Als er nach Augsburg wechselte, wirkte der Transfer von Torwart Olivier Roy nicht so sinnvoll. Nun ist der Frankokanadier Garant des Erfolgs. In Halbfinalspiel sieben gegen München ist er am Dienstag besonders gefragt.

          Olivier Roy ist der Mann ohne Gesicht. Er trägt diesen Helm mit Gitter und schiebt seinen Kopfschutz nur hoch, wenn er trinken will. Auf der Maske prangt das Wappen seines Klubs und dessen Gründungsjahres: 1878. Der Augsburger EV ist der älteste Eissport treibende Verein Deutschlands und mit seiner Profi-Abteilung, den Panthern, derzeit das Thema Nummer eins im Eishockey. Augsburg hat den Serienmeister EHC München in der Halbfinalserie der Deutschen Eishockey Liga (DEL) in ein siebtes Spiel gezwungen. An diesem Dienstag (19.30 Uhr/ live bei Sport 1) wird die Entscheidung fallen, wer ins Finale gegen die Adler Mannheim einzieht. Sollte es dem Außenseiter Augsburg gelingen, wird es vor allem an Olivier Roy gelegen haben.

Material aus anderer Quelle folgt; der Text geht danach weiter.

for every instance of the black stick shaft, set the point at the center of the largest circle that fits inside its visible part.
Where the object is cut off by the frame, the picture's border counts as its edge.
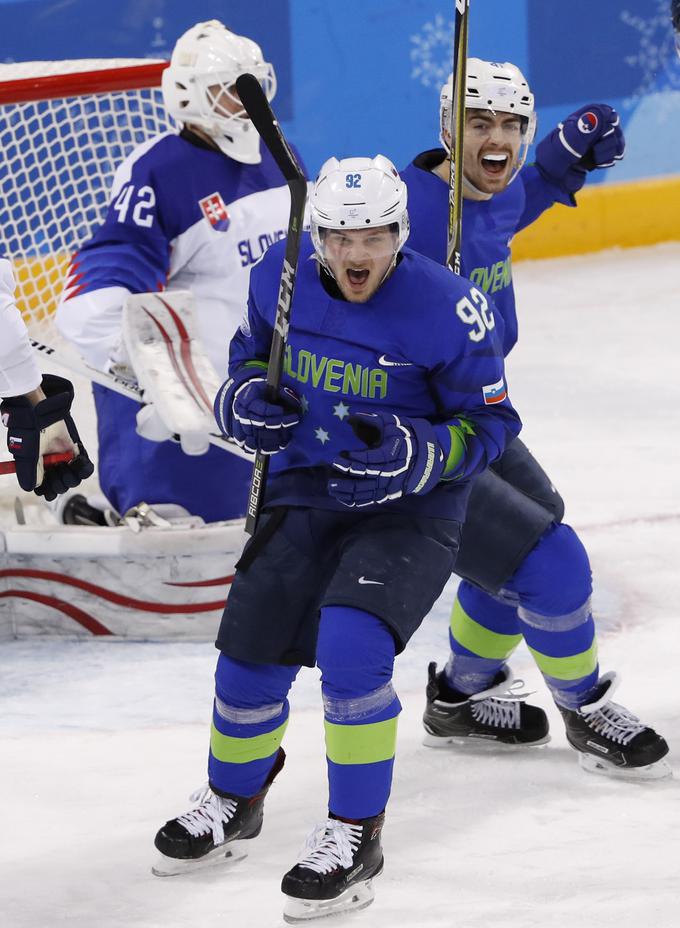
(457, 129)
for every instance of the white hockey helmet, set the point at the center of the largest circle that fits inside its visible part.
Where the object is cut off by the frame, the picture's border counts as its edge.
(497, 86)
(358, 193)
(204, 65)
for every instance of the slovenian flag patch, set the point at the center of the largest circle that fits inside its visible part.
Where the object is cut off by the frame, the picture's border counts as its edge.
(494, 392)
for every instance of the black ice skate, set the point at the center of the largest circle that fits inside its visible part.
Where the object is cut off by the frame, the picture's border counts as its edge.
(212, 833)
(612, 741)
(335, 871)
(495, 715)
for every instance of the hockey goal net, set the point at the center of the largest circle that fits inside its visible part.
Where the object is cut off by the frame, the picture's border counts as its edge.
(65, 126)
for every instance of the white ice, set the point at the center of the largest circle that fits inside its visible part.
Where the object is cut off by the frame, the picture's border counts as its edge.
(101, 743)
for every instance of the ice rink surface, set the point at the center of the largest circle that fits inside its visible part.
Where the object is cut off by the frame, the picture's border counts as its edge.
(101, 742)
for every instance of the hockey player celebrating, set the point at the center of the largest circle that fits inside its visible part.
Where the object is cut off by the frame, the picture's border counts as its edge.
(377, 429)
(35, 409)
(525, 573)
(195, 211)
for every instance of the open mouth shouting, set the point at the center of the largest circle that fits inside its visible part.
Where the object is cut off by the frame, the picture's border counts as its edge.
(357, 278)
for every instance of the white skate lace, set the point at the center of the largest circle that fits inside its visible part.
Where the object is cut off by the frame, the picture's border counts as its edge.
(614, 722)
(330, 845)
(501, 711)
(211, 815)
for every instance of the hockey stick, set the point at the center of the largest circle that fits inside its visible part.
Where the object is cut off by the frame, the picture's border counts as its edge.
(457, 129)
(61, 457)
(257, 106)
(124, 387)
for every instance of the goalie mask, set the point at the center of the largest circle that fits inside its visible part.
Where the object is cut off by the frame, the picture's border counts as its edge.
(360, 194)
(198, 86)
(498, 87)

          Er ist der Torwart der Panther. Und der Mann, an dem die Münchner kaum vorbeikommen. Entschlüsseln konnten sie ihn in sechs Spielen nicht. Die Währung der Torhüter ist die Fangquote, Roy hat in – inklusive des Viertelfinales gegen Düsseldorf – 13 Spielen 93,95 Prozent der Schüsse auf sein Tor abgewehrt. Sein Meisterwerk war das dritte Halbfinale in München, das 104 Minuten dauerte, ehe die Augsburger 2:1 gewonnen hatten. Roy hielt siebzig Schüsse. Danach ließ er seinen Trainer Mike Stewart wissen: „Ich hätte noch zwei Drittel spielen können.“

          Ein Transfer, dessen Sinn sich zunächst nicht erschloss

          Olivier Roy ist 27 Jahre alt, Frankokanadier und heißt offiziell Olivier Bellavance-Roy. Die Augsburger verpflichteten ihn im November 2017 von den Eispiraten Crimmitschau aus der DEL2. Es war ein Transfer, dessen Sinn sich zunächst nicht erschloss. Die Panther hatten mit Jonathan Boutin und Ben Meisner zwei in Kanada ausgebildete Torhüter, die über den Vorzug der deutschen Staatsbürgerschaft verfügten. Roy indes würde eine der auf neun limitierten Importspieler-Stellen einnehmen. Ausgewiesen wurde er als Alternative, um Boutin und Meisner, die beide Verletzungspausen nehmen mussten, zu entlasten. „Wir wussten nicht, wie wir einen einschätzen sollten, der aus der zweiten Liga kommt“, sagt Aleksander Polaczek, der vorige Saison noch Profi bei den Panthern war und nun eine Schiedsrichterlaufbahn anstrebt.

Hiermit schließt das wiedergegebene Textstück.